1. Charniak's reranking parser (Available from https://github.com/BLLIP/bllip-parser). 
	a. put it in Tools/CharniakParserRerank and install it.

2. Taggers from UIUC (from http://cogcomp.cs.illinois.edu/page/software)
	a. Download POS tagger and shallow chunker [LBJPOS.jar, LBJChunk.jar, LBJ2.jar, LBJ2Library.jar]
        b. Put these in Tools/UIUC_TOOLs/

3. Install scikit-learn and scipy (see for example: http://scikit-learn.org/stable/install.html)

4. Install java if not installed (see for example: https://help.ubuntu.com/community/Java)

5. Make sure the Tools/SPADE_UTILS/bin/edubreak is set to executable.

6. Now run the segmenter using the command above.

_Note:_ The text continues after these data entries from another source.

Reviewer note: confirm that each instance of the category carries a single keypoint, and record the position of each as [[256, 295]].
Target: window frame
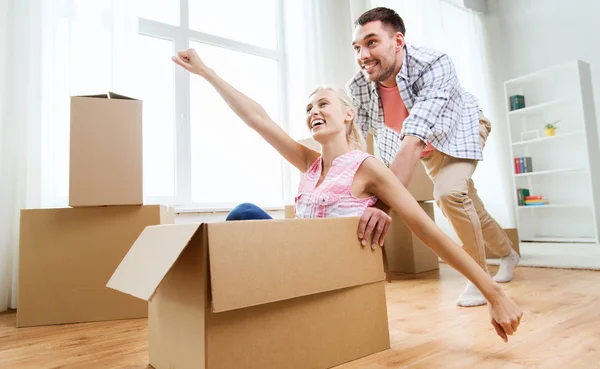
[[181, 36]]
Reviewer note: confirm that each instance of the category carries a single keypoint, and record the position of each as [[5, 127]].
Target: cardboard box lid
[[256, 262], [109, 95], [150, 259]]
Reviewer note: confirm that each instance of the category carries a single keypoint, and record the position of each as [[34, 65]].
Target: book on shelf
[[526, 199], [522, 194], [523, 165], [517, 102]]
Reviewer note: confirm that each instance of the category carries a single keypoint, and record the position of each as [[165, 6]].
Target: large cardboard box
[[513, 235], [406, 254], [299, 293], [67, 255], [106, 166]]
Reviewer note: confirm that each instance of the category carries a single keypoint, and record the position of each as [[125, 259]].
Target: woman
[[343, 180]]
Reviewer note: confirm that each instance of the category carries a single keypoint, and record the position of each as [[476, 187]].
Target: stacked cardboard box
[[67, 255]]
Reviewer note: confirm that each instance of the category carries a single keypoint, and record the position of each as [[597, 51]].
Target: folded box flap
[[150, 259], [258, 262]]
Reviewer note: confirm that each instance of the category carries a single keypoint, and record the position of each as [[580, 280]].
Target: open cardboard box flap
[[255, 262]]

If it shows errors in apply_model method in loading the model, then it is due to differnt versions of the logistic regression in sklearn. 
	- To overcome this, open the commented "train_model" in do_segment method and run the segmenter. This learns the model and saves it. 
        - If it runs once, you don't need to run train_model again. You should comment it to save time. 

---------------------
Running Discourse Parser:

Command:
	python Discourse_Parser.py <discourse segmented file> 

Required packages:

1. Install wordNet (for example, On ubuntu you can write: apt-get install science-linguistics) and set the WNHOME environment variable to the WordNet directory. WNHOME should contain the dictionary files. 
2. Install WordNet::QueryData (http://search.cpan.org/dist/WordNet-QueryData/QueryData.pm; also provided). To install it properly you may need to set the $wnHomeUnix and $wnPrefixUnix to the appropriate directories.

License:
The Discourse Parser is an Open Source Software, and is released under the Common Public License. You are welcome to use the code under the terms of the licence for research purposes ONLY, however please acknowledge its use with a citation:

[1] Shafiq Joty, Giuseppe Carenini, Raymond Ng and Yashar Mehdad. Combining Intra- and Multi-sentential Rhetorical Parsing for Document-level Discourse Analysis.In Proceedings of the 51st Annual Meeting of the Association for Computational Linguistics (ACL 2013), Sofia, Bulgaria

[2] Shafiq Joty, Giuseppe Carenini and Raymond Ng. A Novel Discriminative Framework for Sentence-Level Discourse Analysis. In Proceedings of the Conference on Empirical Methods in Natural Language Processing and the Conference on Natural Language Learning (EMNLP-CoNLL 2012), Jeju, Korea.